ALM-18000 Yarn Service Unavailable

The alarm module checks the Yarn service status every 60 seconds. This alarm is generated when the Yarn service is unavailable.

The alarm is cleared when the Yarn service recovers.

Alarm ID	Alarm Severity	Auto Cleared
18000	Critical	Yes

Parameter	Description
Source	Specifies the cluster for which the alarm is generated.
ServiceName	Specifies the service for which the alarm is generated.
RoleName	Specifies the role for which the alarm is generated.
HostName	Specifies the host for which the alarm is generated.

Check ZooKeeper service status.

On the FusionInsight Manager, check whether the alarm list contains ALM-13000 ZooKeeper Service Unavailable.
- If yes, go to Step 2.
- If no, go to Step 3.
Rectify the fault by performing the operations provided in ALM-13000 ZooKeeper Service Unavailable. Then check whether the alarm is cleared.
- If yes, no further action is required.
- If no, go to Step 3.

Check the HDFS service status.

On the FusionInsight Manager, check whether the alarm list contains the HDFS alarms.
- If yes, go to Step 4.
- If no, go to Step 5.
Choose O&M > Alarm > Alarms, handle HDFS alarms based on the alarm help, and check whether the Yarn alarm is cleared.
- If yes, no further action is required.
- If no, go to Step 5.

Check the ResourceManager status in the Yarn cluster.

On FusionInsight Manager, choose Cluster > Services > Yarn.
On the Dashboard page, check whether there is any active ResourceManager instance in the Yarn cluster.
- If yes, go to Step 7.
- If no, go to Step 10.

Check the NodeManager node status in the Yarn cluster.

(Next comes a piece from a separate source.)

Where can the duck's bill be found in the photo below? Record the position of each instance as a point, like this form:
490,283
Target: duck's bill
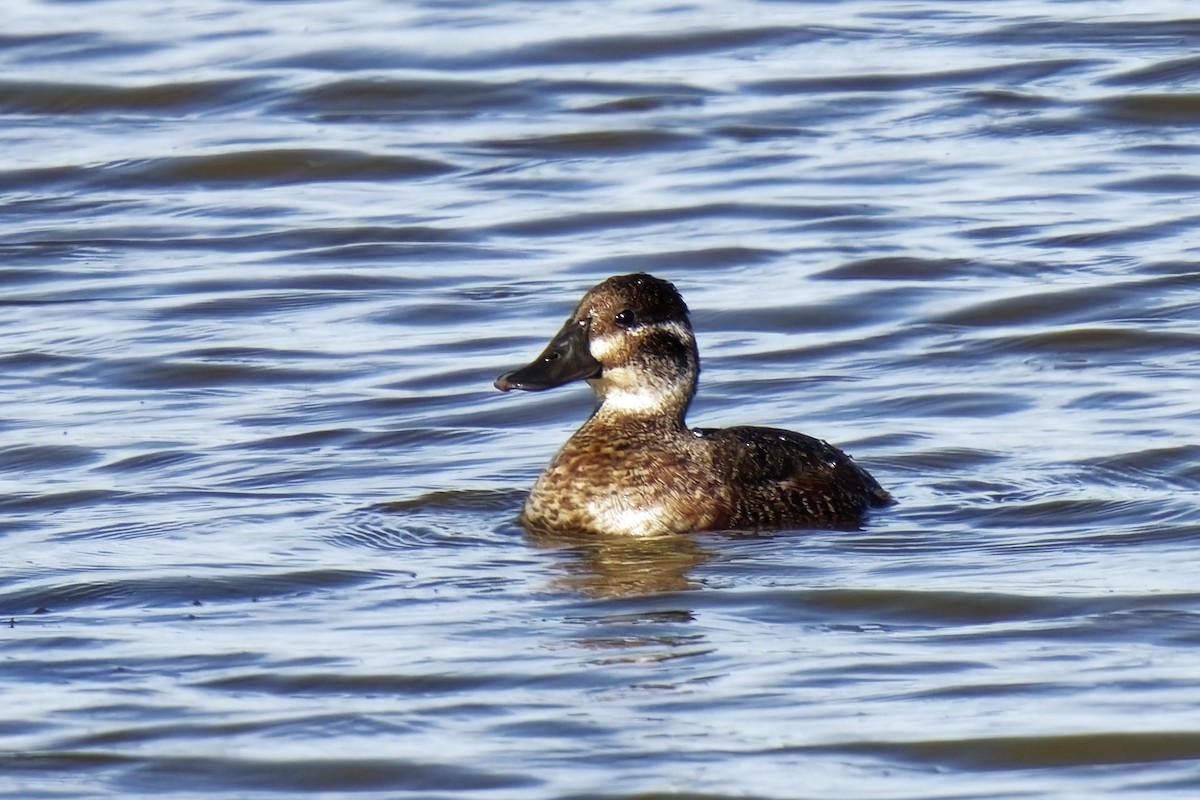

On FusionInsight Manager, choose Cluster > Services > Yarn > Instances.
Query the status of NodeManager and check whether there are unhealthy nodes.
- If yes, go to Step 9.
- If no, go to Step 10.
Rectify the fault by following the steps provided in ALM-18002 NodeManager Heartbeat Lost or ALM-18003 NodeManager Unhealthy. After the fault is rectified, check whether the Yarn alarm is cleared.
- If yes, no further action is required.
- If no, go to Step 10.

Collect fault information.

On the FusionInsight Manager portal of the active cluster, choose O&M > Log > Download.
Select Yarn in the required cluster from the Service.
Click in the upper right corner, and select a time span starting 10 minutes before and ending 10 minutes after when the alarm was generated. Then, click Download to collect the logs.
Contact the O&M personnel and send the collected logs.